On Thursday, a 3rd Court of Appeals panel reversed the money-laundering and conspiracy convictions against former US House Majority Leader Tom DeLay. The panel was split 2 to 1, along party lines. DeLay’s appellate lawyer said he told his client, “When I see you, I’m going to dump a Gatorade bucket over your head. We won the Super Bowl,” the American-Statesman reports.
Seven years ago, DeLay’s career was ended after he was indicted on one count of conspiracy to violate campaign finance laws, one count of conspiracy to launder money, and one count of money laundering. In 2005, a charge against DeLay of conspiracy to violate the Texas election code was dropped. In 2011, he was sentenced to 3 years in prison, but was released on a $10,000 bond about 3 hours after his sentencing.
In 2002, DeLay used his “Texas for a Republican Majority” PAC to funnel $190,000 of corporate money to the Republican National Committee. The RNC then transferred that same amount to seven Texas House candidates – a clear violation of Texas campaign laws that prohibit corporations from contributing to local elections.
The maximum penalty for the money laundering charge would have been life in prison; the maximum for conspiracy to launder money would have been 20 years.
After his indictment, DeLay and his attorneys said the charges were nothing more than a partisan attack by prosecutor and District Attorney Ronnie Earle. In 2011, DeLay told the judge, “I can’t be remorseful for something I don’t think I did.”
DeLay claimed Democrats had been “trying to find a way to destroy him since 1995,” the Houston Chronicle reports. Throughout the years, DeLay has maintained the position that nothing he did was illegal or unethical, and that all his troubles are the result of a Democratic conspiracy to bring him down.
“This criminalization of politics is very dangerous. It’s dangerous to our system. Just because somebody disagrees with you they got to put you in jail, bankrupt you, destroy your family,” he said in 2011.
What is dangerous to our system is allowing political figures to get away with criminal activities. DeLay’s money laundering charge offered him and his party political benefits, whereas most money laundering charges against politicians have involved financial benefits.
“I recognize that this case is the first of its kind and there is very much a possibility an appellate court will disagree with me,” Senior Judge Pat Priest said before he sentenced DeLay in 2011.
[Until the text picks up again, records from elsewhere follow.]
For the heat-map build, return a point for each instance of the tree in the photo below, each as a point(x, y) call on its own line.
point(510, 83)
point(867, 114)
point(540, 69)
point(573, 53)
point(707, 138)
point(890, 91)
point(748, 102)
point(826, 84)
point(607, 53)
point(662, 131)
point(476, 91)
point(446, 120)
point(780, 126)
The Appellate Court on Thursday ruled that there was “legally insufficient evidence” during DeLay’s 2010 trial.
Travis County District Attorney Rosemary Lehmberg has promised that she will appeal to the Texas Court of Criminal Appeals. “We are absolutely going to appeal it,” she said. “We strongly disagree with the opinion.”
Prosecutors said the money DeLay and his associates swapped helped the GOP take control of the Texas House and enabled them to push through DeLay’s congressional redistricting plan, which sent more Republicans to Congress. But in a 22-page opinion, the Appellate Court said the prosecution “failed in its burden to prove that the funds that were delivered to the seven candidates were ever tainted,” the Daily Mail reports.
The majority opinion noted that because the corporate money and the campaign donations were kept in separate accounts, the money was “not tainted.”